Speaking at a commencement ceremony at the U.S. Air Force Academy, Bush repeated a line from former President Reagan.
"We believe in Ronald Reagan's words that 'the future belongs to the free.' In some ways, this struggle we're in is unique," Bush told the graduates. "In other ways, it resembles the great clashes of the last century between those who put their trust in tyrants and those who put their trust in liberty.
"Our goal -- the goal of this generation -- is the same. We will secure our nation and defend the peace through the forward march of freedom."
Bush's speech was described by the White House as a followup to a speech he delivered last week outlining five general steps for bringing democracy to Iraq, which U.S.-led forces invaded last year to topple the regime of Saddam Hussein.
The speech comes at a time when many polls show growing doubts on the part of voters about the U.S. occupation in Iraq.(Full story) An interim Iraqi government is scheduled to take power June 30 , but U.S. forces will remain in Iraq indefinitely. Bush faces re-election in November.
Bush made no mention of the election, instead reaching back to cast ongoing conflicts in historic terms. He compared the September 11, 2001 terrorist attacks to the Japanese attack on Pearl Harbor, which precipitated U.S. involvement in World War II.
"Like the Second World War, our present conflict began with a ruthless surprise attack on the United States," Bush said "We will not forget that treachery, and we will accept nothing less than victory over the enemy.
"Like the murderous ideologies of the 20th century, the ideology of terrorism reaches across borders and seeks recruits in every country. So we're fighting these enemies wherever they hide across the Earth."

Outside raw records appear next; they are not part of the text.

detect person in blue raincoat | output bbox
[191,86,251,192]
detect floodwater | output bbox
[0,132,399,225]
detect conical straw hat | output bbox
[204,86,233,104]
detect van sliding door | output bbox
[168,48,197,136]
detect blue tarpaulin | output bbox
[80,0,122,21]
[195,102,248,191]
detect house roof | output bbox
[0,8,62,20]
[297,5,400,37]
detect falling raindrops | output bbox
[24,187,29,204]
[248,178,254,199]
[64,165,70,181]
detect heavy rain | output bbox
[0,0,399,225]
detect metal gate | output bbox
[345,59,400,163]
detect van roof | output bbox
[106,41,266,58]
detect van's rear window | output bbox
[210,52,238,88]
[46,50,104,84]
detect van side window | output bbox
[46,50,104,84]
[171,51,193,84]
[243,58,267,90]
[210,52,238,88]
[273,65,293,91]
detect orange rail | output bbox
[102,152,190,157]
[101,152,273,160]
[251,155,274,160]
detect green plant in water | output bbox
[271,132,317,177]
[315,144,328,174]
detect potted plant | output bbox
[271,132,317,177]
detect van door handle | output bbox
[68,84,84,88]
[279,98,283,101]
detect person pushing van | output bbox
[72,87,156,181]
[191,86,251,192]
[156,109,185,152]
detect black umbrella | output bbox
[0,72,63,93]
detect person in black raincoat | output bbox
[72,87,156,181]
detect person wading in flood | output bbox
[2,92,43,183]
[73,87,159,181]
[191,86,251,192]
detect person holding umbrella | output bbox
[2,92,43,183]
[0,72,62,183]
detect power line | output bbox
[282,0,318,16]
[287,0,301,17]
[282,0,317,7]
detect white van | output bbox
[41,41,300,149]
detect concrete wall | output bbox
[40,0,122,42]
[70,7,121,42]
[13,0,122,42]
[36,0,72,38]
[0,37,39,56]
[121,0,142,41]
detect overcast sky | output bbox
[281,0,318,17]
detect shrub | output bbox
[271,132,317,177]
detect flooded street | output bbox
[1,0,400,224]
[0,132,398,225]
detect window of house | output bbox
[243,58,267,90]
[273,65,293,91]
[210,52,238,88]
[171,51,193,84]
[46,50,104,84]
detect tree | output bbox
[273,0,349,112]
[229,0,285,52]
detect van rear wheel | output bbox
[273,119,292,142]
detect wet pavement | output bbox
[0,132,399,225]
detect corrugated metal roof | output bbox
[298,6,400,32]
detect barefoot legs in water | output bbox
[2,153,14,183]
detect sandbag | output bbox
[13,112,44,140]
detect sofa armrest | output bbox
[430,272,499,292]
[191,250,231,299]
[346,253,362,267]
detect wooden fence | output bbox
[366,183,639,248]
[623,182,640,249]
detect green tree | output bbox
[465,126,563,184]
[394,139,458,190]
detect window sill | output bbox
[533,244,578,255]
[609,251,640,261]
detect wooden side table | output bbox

Bush has repeatedly described the war in Iraq as one aspect of the broader terror war, but some lawmakers -- mostly Democrats -- have said that Bush has failed to offer proof that Iraq was connected to the 9/11 attacks.
The broader Middle East, Bush said, is the battleground against terror, "a clash of political visions" that threatens "the security and peace" of the United States.
Bush said the struggle against terror that began after the 9/11 attacks will be long, and noted there were many setbacks and difficulties for years after the Cold War began in the 1940s.
"If that generation of Americans had lost its nerve, there would have been no long twilight struggle, only a long twilight."
He said the fight against Osama bin Laden -- the terrorist mastermind implicated in the 9/11 attacks and others against the United States and Europe -- is a fight against "darkness across the Middle East."
Bush highlighted what he described as strides in the region, including developments in Israel.
"Prime Minister Sharon's plan to remove all settlements from Gaza and several from the West Bank is a courageous step toward peace. His decision provides a historic moment of opportunity to begin building a future Palestinian state," Bush said.
As for Iraq, he praised the fledgling interim government and the new prime minister, Iyad Allawi. Bush said the United States and the United Nations are helping Iraq prepare for elections next year.
"This free election is what the terrorists in the country fear most," he said. "Free elections are exactly what they're going to see."